Indépendamment des progrès réaliser dans de nombreux domaines de la thérapeutique, l’évolution de la survie après transfusion reste une donnée importante pour tenter d’apprécier son impact chez les patients, y compris le rapport coût / bénéfice. Borkent-Raven et collaborateurs viennent d’apporter des informations sur ce sujet dans une étude réalisée aux Pays Bas sur une période de 10 ans (1996-2006) (Borkent-Raven et a. Survival after transfusion in the Netrherlands. Vox Sanguinis 2011;100:196-203). Les auteurs ont collecté leurs données sur un échantillon comprenant vingt établissements hospitaliers consommant 28% des produits sanguins utilisés aux Pays Bas [étude PROTON (PROfiles of TransfusioN recipients)]. Ils ont réalisé un croisement avec le fichier des décès du registre de la population néerlandaise (Dutch Municipal Population Register) qui contient les données démographiques de base de tous les citoyens néerlandais. Ils ont employé comme critère la survie après toute transfusion plutôt que la survie globale du patient (mesure après la date de la première transfusion par exemple). La survie a été estimée pour chaque type de produit sanguin labile, concentré érythrocytaire, concentré plaquettaire et plasma frais congelé. L’estimation a été effectuée par classe d’âge d’une durée de 5 ans. Pour les nouveau-nés, une classe particulière a été établie. Pour les personnes âgées également, mais avec une classe d’âge différente selon le produit : plus de 90 ans pour les concentrés érythrocytaires, plus de 85 ans pour le plasma frais congelé et plus de 80 ans pour les concentrés plaquettaires.
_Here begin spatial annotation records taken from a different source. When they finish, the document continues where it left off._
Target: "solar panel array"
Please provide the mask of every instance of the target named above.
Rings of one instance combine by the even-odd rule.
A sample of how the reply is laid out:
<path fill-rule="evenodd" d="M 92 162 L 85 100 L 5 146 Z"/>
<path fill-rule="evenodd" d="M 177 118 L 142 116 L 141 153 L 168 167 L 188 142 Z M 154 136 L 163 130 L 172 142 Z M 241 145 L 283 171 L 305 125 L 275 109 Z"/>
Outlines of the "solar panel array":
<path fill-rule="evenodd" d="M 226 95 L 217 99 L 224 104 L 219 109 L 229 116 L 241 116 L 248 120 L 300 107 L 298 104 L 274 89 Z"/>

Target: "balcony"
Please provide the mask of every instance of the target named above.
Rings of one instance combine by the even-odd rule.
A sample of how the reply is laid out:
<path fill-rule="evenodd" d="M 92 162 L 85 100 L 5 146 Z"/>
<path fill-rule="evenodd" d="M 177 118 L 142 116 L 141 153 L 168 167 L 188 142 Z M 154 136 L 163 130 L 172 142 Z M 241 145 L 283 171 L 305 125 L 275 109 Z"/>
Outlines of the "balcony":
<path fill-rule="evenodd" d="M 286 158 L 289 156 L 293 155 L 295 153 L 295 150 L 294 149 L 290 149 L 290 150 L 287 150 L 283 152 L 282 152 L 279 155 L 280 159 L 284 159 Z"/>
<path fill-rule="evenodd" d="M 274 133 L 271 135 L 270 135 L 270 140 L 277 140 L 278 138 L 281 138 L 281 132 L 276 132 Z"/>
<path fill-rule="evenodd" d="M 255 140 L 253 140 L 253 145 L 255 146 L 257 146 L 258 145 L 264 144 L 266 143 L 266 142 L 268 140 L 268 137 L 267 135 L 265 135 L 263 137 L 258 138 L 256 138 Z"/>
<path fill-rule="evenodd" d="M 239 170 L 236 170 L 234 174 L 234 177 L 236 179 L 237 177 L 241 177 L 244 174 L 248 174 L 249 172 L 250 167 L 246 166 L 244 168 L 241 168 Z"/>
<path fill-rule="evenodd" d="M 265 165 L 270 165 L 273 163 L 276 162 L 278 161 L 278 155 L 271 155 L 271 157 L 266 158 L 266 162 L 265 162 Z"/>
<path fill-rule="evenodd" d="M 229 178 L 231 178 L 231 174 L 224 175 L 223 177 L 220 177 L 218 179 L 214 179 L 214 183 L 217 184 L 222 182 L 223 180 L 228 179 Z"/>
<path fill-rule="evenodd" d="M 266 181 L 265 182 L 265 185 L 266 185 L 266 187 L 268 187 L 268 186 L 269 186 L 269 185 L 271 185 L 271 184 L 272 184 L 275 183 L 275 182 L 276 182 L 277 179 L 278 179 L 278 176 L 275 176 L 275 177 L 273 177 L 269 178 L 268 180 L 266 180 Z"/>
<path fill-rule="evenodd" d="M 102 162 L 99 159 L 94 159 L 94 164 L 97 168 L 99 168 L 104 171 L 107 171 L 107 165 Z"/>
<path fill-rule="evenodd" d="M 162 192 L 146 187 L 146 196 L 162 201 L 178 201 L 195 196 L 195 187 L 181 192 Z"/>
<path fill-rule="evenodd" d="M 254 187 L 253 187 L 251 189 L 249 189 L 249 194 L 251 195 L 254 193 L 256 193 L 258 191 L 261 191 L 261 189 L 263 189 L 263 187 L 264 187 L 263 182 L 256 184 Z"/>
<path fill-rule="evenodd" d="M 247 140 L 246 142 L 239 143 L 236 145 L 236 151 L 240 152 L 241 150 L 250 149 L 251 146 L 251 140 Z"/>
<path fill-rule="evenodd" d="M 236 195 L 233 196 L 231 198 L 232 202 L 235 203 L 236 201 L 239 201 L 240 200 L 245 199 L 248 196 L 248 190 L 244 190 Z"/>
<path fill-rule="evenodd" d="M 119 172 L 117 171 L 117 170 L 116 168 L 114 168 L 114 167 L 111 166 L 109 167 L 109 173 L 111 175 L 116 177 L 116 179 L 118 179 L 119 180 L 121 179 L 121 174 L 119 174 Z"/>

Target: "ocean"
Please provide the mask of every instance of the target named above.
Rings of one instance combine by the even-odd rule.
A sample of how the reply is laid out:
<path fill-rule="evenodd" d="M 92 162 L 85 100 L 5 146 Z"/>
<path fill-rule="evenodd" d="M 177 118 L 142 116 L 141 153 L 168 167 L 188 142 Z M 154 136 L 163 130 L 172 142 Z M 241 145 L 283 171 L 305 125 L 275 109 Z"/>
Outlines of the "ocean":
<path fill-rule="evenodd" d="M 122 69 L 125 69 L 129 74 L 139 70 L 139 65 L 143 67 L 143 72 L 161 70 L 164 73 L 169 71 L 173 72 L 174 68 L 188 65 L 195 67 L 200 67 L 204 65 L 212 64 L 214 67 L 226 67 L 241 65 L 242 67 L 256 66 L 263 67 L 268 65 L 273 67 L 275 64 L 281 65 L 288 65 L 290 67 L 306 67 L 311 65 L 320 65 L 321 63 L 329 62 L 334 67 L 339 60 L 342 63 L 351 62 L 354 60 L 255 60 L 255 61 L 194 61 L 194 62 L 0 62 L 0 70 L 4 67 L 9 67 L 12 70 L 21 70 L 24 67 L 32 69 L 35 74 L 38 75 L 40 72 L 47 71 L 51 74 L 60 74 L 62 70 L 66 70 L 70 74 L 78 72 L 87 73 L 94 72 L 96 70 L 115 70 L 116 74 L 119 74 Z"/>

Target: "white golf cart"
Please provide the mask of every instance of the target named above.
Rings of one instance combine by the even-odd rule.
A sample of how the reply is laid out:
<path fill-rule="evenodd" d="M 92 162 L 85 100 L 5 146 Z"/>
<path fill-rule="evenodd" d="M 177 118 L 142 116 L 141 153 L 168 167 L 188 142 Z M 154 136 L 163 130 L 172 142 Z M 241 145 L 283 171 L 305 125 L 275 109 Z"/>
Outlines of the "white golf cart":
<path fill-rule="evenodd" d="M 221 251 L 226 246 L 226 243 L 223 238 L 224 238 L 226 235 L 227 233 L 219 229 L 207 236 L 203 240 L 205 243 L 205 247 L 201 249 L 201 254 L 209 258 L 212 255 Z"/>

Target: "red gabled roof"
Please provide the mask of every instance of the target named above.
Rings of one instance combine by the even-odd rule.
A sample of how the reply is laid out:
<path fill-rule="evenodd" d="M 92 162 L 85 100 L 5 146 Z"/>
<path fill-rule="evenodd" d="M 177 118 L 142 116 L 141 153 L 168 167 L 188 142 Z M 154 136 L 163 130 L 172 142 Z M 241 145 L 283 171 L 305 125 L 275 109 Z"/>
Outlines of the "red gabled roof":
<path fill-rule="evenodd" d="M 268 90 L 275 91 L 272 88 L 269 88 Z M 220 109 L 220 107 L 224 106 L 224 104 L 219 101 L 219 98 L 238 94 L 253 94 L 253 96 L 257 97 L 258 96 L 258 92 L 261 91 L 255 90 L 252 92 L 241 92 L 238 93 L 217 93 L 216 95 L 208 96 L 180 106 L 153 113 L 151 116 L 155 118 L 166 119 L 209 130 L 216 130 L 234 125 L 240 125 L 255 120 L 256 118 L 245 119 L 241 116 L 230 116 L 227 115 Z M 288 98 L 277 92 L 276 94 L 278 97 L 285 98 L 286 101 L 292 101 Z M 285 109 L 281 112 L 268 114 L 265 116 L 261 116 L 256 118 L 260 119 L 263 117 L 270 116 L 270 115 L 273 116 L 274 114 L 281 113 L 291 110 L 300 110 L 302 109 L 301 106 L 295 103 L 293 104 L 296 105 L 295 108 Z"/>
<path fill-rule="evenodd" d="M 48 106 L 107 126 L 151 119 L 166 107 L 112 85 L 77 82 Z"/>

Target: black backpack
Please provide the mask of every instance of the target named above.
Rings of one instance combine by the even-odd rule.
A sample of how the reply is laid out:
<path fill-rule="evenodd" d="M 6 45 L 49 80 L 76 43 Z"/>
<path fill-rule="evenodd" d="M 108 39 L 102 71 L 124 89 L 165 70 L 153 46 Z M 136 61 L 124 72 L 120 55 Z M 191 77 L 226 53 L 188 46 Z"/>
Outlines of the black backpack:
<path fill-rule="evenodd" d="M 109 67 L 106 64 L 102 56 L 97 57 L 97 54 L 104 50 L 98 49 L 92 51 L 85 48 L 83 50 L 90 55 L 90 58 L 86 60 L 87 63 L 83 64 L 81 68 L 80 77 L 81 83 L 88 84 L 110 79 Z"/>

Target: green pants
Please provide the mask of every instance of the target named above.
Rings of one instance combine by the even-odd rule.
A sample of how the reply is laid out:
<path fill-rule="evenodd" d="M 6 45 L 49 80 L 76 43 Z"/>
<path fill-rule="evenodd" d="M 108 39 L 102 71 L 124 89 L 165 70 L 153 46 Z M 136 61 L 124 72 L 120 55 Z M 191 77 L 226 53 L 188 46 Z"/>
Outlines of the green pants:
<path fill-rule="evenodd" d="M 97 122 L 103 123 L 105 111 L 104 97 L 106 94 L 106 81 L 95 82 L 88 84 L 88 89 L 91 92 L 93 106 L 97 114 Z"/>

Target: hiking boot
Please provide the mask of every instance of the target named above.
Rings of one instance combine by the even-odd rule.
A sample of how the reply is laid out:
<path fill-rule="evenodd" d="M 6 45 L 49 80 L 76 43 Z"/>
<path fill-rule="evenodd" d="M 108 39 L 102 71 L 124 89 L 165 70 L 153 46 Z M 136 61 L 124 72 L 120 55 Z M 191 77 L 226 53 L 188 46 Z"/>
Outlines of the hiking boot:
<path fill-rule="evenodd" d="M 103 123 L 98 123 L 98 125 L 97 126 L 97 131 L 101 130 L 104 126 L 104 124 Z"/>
Sur les 2 405 012 transfusions de produits sanguins, 92% ont pu être croisées avec le registre. Pour tous les concentrés érythrocytaires, 65,4% avaient été transfusés chez un patient encore en vie un an plus tard. Pour les plasmas frais congelés, le taux était plus élevé (70,4%), mais il était plus faible pour les concentrés de plaquettes (53,9%). Pour une survie à 5 ans, la valeur des taux diminuait, mais conservait le même profil : 46,6% pour les concentré érythrocytaires, 58,8% pour les plasmas frais congelés et 39,3% pour les concentrés de plaquettes. Les taux diffèraient selon l’utilisation du critère « survie après toute transfusion » ou « survie après la première transfusion ». Ainsi pour une survie de un an avec les concentrés érythrocytaires, une différence de 19% était observée entre les deux critères. Elle atteignait 38% à dix ans. L’âge moyen des receveurs était de 60,6 ans (médiane à 66 ans) au moment de la transfusion contre 60,8 ans (médiane à 67 ans) lors de la première transfusion.

Les ratios standardisés de mortalité sont plus élevés que dans la population générale après ajustement d’âge et de sexe. L’espérance de vie totale après toute transfusion est de 12,9 ans contre 16,1 ans après la première transfusion. Les taux de mortalité des receveurs 10 ans après transfusion demeurent encore élevé comparativement à la population générale.

En comparant avec d’autres études, les auteurs notent que les taux de décès des patients transfusés sont plus bas aux Pays Bas que dans d’autres pays.